Quick Start & Requirements
- Install: Clone the repository and install dependencies using
pip install -e .
.
- Prerequisites: Python 3.10, PyTorch 2.2.0 with CUDA 12.1, Flash Attention 2.
- Setup: Conda environment setup and PyTorch installation are recommended.
- Docs: Paper, Demo Page (Coming Soon).
Highlighted Details
- Achieves state-of-the-art performance on LIBERO benchmarks, outperforming models like Diffusion Policy, Octo, OpenVLA, and TraceVLA.
- Demonstrates significant computational efficiency, requiring only 5% of the resources used by OpenVLA for full-scale pretraining.
- Offers cost-efficient pre-training options for specific datasets (e.g., BridgeV2, Ego4D human videos).

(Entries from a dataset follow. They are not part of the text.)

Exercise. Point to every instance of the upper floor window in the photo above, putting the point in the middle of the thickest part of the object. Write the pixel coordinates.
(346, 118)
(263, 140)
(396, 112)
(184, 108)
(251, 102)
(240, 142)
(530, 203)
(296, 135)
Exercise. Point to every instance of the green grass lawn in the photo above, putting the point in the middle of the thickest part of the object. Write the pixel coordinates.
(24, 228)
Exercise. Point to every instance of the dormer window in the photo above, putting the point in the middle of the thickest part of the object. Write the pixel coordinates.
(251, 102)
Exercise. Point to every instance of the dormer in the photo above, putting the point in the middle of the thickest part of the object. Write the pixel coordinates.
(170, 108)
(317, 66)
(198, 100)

- Supports real-world deployment with lightweight action decoders (approx. 12M parameters) and parameter-efficient fine-tuning (LoRA).
Maintenance & Community
- Official implementation of a paper published in RSS 2025.
- Primary contact: Qingwen Bu (buqingwen@opendrivelab.com).
- Code released in May 2025.
Licensing & Compatibility
- The repository is released under the MIT License, permitting commercial use and closed-source linking.
Limitations & Caveats
- Demo page and some specific fine-tuning scripts (e.g., Room2Room, CALVIN, SimplerEnv) are marked as "Coming Soon" or "TODO".
- Real-world deployment guidelines are based on the AgiLex platform, requiring adaptation for other systems.